Vita – Somos muito felizes de estar aqui com vocês, na Abramus, porque foi uma das indicações que recebemos logo no início. A gente começou a fazer música no susto, e não tinha muita noção sobre direitos autorais e como funciona pra receber quando alguém toca nossa música no rádio ou numa balada. É muito importante que os artistas tenham consciência dos seus direitos e como garanti-los, porque, isso é o nosso patrimônio. É a nossa aposentadoria.

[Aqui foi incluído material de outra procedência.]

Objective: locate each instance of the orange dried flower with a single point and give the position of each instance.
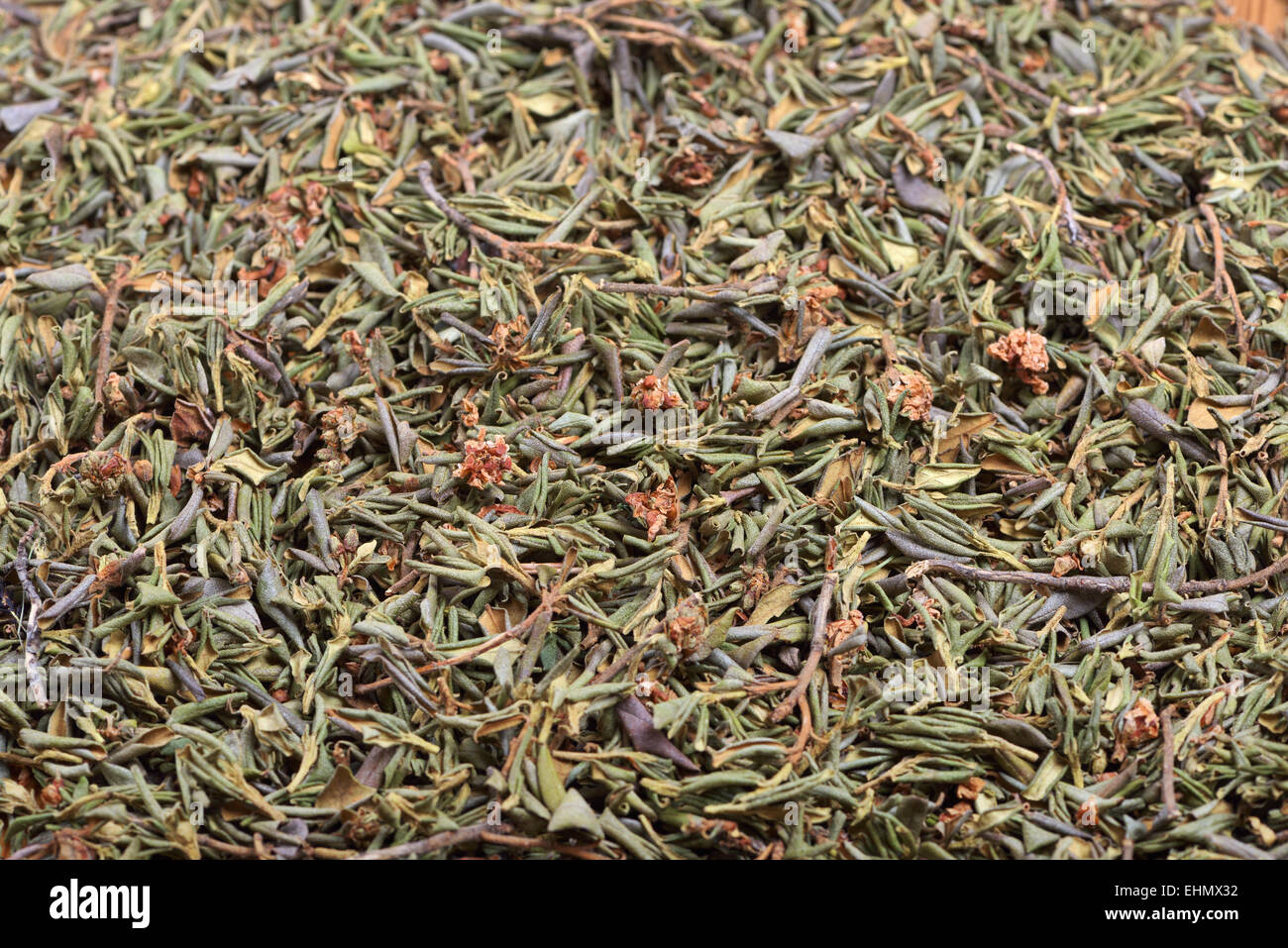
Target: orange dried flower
(484, 464)
(658, 509)
(1140, 724)
(1024, 352)
(686, 625)
(469, 414)
(688, 168)
(652, 393)
(918, 397)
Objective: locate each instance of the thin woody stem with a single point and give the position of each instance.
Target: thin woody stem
(1103, 584)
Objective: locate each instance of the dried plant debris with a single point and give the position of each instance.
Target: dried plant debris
(638, 429)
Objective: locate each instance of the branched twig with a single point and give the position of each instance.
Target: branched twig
(1223, 281)
(506, 248)
(1102, 584)
(815, 648)
(31, 644)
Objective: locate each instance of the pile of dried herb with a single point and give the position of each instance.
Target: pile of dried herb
(642, 430)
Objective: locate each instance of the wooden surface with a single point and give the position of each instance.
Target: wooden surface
(1269, 13)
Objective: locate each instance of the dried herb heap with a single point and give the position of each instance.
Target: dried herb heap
(548, 430)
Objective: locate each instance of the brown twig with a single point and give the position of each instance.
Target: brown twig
(1170, 809)
(104, 346)
(1024, 88)
(445, 840)
(1223, 279)
(1102, 584)
(506, 248)
(31, 634)
(815, 648)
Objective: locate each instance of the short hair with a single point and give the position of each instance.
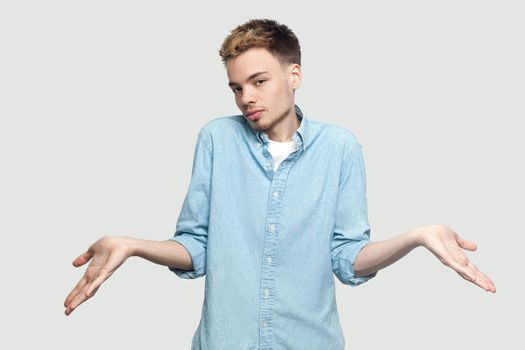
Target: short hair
(266, 33)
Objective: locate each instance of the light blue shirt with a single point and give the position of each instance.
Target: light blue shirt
(270, 242)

Isma – Sou muito grata por ter tido essa noção de entender o que é a Abramus, como o meu trabalho impacta vocês, e vocês, consequentemente, impactam o meu trabalho. E me sinto muito bem representada. Sendo artista independente, a gente teve que se envolver em tudo. Foi desafiador, mas hoje eu agradeço por isso, porque me deu uma noção maior de quem eu sou e a relevância que eu tenho. Ser famosa não é só ter número no Instagram ou uma música “hitada” no Spotify, mas sim conseguir viver as consequências e usufruir dos direitos que a minha música me garante. Acho que isso é ainda mais relevante do que número, do que os elogios nos comentários. Isso me torna mais dona de mim, me dá noção dos meus direitos — e, para nós, enquanto artistas trans, periféricas, negras, isso é muito importante.